I understand that auto-managed is not very scalable. In fact, still in trunk every time it determines which torrents to have started and paused, it builds a list of all torrents and sorts them. This is expensive. However, in master at least only auto managed torrents are part of this process, so it's basically free when you don' have any auto-managed torrents. in 1.0.x it still loops over all torrents to find out which ones are auto-managed and not.

1.0.x is not very well optimized for having many torrents. I would expect there to be lots of bottlenecks to hit. One that comes to mind is the single disk I/O thread. For every torrent you add, libtorrent will stat all the files in it (which takes a lot of time). If you don't have resume data, it will even read the whole file to compare it to the piece hashes. The one way to avoid this cost is to add the torrent in seed_mode (where you promise you're seeding it).

There are a lot of other aspects of 1.0.x that do not scale very well, like ticking every torrent every second, and trying to connect to more peers etc. I don't know why the tracker response would make a difference in your case. Perhaps all the tracker announces start using a lot of RAM, but they should all be happening in parallel. The only way to know is to profile, either with a regular CPU and memory profiler and with the built-in session stats.

If you control the tracker, really what you should do is to make it always include your seed(s) in its responses, and have your seed not have to announce to it. That would save the seed a lot of time and bandwidth.

as for (2), you mean libtorrent stops announcing to trackers? Are you sure the torrents aren't stopped/paused? Do you have any error alerts? Really though, I don't see a good reason for you to announce to the tracker. The tracker announces in libtorrent aren't deliberately spread out over time, to balance the load. If you add all torrents at the same time, they will all announce immediately, which will cause a load spike and it will keep repeating every announce interval. (some trackers add some randomness to reannounce intervals, and so does libtorrent, but that will only spread it out so much).

However, I went through a lot of this a few years ago and fixed master. You really should just use master. (If you do, please let me know if there are any issues in there you would consider blockers for releasing a stable build from there).

As for whether jlibtorrent causes some problems, that's definitely possible. Especially if it uses some of the older APIs (and some of the new ones are only available in master). You may want to check out these posts as well:

http://blog.libtorrent.org/2012/12/principles-of-high-performance-programs/
http://blog.libtorrent.org/2011/11/scalable-interfaces/

As for your settings. All of the ActiveDownloads, ActiveLimit ActiveSeeds only apply to auto managed torrents.
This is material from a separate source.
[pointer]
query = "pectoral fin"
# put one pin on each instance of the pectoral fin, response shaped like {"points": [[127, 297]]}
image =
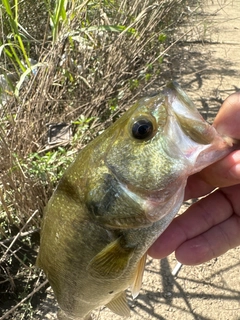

If none of your torrents are, they won't affect anything.

The half-open limit feature is deprecated and has been removed in master. It's also a very complicated feature that I don't have a lot of confidence in working 100% correctly. You may want to disable that (i.e. set it to infinite) and see if the tracker announces still get stuck. (it's only useful for a brief window of windows XP SP2 up until Vista SP2, starting with vista SP2 microsoft removed this silly limitation). It's possible that it interacts poorly with the 10 second tracker timeout for instance. Because TCP connections will get queued and it's possible the 10 second timeout doesn't account for that.

instead of stopping LSD and DHT, you can avoid starting it by passing in flags 0 to the session constructor. (it will prevent you from requesting nodes from your DHT router node every time on startup).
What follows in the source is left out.